In the interest of disclosure, I was paid to write that article. However, I have no affiliation with Build, they hire me to write, that's it. My compensation is standard and fixed, payable regardless of the success or failure of the article. (I'm paid before they realize it's a bomb:lol. I don't gain financially from web traffic and recieve no pay per click revenue whatsoever. I don't want guys thinking that I'm encouraging traffic to put money in my pocket. I'd genuinely like the feedback, and I'm generally interested in anything building or trade oriented, and assume most those here are as well.


----------



## RCP (Apr 18, 2007)

That is a pretty good recap of RRP, well done!


----------



## jsheridan (Mar 12, 2011)

Thanks RCP, I appreciate that. They liked it too. The more the general public knows, I think the easier the job will be for the compliant, the harder it will be for the non who choose to dabble. BTW, I love the minions remark. Classic.


----------



## Dean CRCNA (Feb 4, 2010)

Joe,

You have the gift of gab. A good read. 

Just for your information, the EPA has raised the cost of compliance from $8 to $124 to $35 to $376. (like that helps)

I'm finding compliance cost range from 5% to 10%, but I've learned short cuts. Subs who work for Home Depot, Lowe's and major window installers got their compliance cost pretty low. Exterior painting could hit the figures you sited.

I wish I had your gift :thumbsup:


----------



## jsheridan (Mar 12, 2011)

Thanks Dean, I'm Irish and I actually kissed the Blarney Stone, so I'm full of Blarney. I know we disagree in some respects, but we're on the same team. Thanks for your complimentary words.


----------



## ligboozer (Oct 13, 2009)

Informative and easy to read, not always an simple thing to do. Thanks


"The EPA estimates $8-124 dollars added cost." 


What are they smoking.


----------



## straight_lines (Oct 17, 2007)

I agree, my figures would be a lot higher and I think they really messed up how it would scale with the job.

A large job it would add a whole lot more than $124. They should have done percentages. 5-10% is more realistic.


----------



## chrisn (Jul 15, 2007)

ligboozer said:


> Informative and easy to read, not always an simple thing to do.
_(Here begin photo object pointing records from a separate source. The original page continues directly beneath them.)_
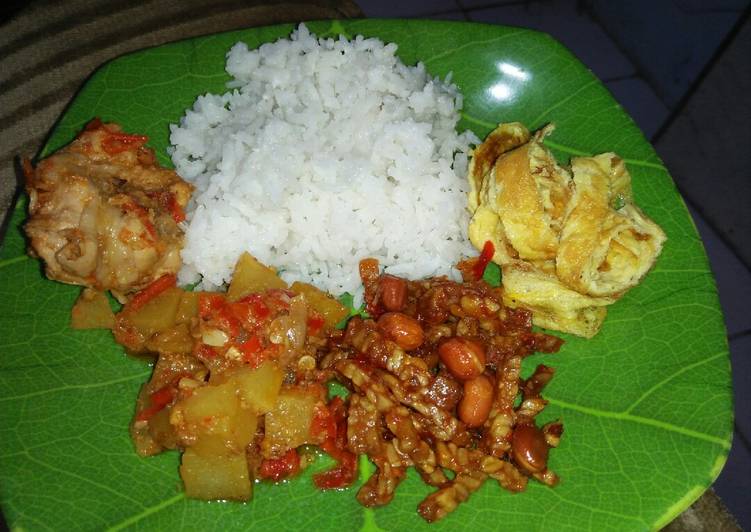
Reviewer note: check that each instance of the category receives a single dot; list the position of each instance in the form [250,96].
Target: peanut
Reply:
[529,448]
[464,358]
[405,331]
[393,293]
[474,406]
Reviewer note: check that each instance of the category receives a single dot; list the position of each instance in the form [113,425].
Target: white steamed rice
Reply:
[324,152]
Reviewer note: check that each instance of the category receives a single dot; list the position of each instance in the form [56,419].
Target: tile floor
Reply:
[683,74]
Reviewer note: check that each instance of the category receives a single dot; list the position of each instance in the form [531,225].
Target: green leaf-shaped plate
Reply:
[646,404]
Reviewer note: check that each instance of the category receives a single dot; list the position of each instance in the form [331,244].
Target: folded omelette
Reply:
[570,241]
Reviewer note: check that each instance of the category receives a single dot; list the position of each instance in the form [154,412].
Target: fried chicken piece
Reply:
[104,213]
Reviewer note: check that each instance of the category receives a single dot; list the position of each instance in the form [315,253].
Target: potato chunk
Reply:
[289,424]
[92,311]
[258,388]
[212,476]
[332,311]
[251,276]
[157,314]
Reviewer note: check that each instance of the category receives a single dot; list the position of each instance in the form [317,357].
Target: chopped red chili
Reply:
[151,291]
[279,468]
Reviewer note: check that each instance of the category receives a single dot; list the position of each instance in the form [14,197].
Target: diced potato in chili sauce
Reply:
[290,423]
[329,308]
[216,476]
[92,311]
[224,387]
[250,276]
Thanks
> 
> 
> "The EPA estimates $8-124 dollars added cost."
> ...


Obviously the real good stuff:yes:


----------



## RCP (Apr 18, 2007)

From what I have read, the costs were based on the additional paperwork to comply with RRP. Because everybody was already using lead safe practices according to existing OHSA and HUD rules, right?


----------



## jsheridan (Mar 12, 2011)

RCP said:


> From what I have read, the costs were based on the additional paperwork to comply with RRP. Because everybody was already using lead safe practices according to existing OHSA and HUD rules, right?


UM, yeah, um, that's right, I forgot.


----------



## straight_lines (Oct 17, 2007)

RCP said:


> From what I have read, the costs were based on the additional paperwork to comply with RRP. Because everybody was already using lead safe practices according to existing OHSA and HUD rules, right?


 If everyone was already then why all this fuss. :no: I went by one I didn't get today from a bid two months ago, and it had been scraped and oil primed. Not a single piece of plastic was used. 

Thankfully not occupied, but there are lead chips everywhere about 10 feet out from the house. I am not gonna bother snitching, but I stole his painter. He is starting Monday for me.


----------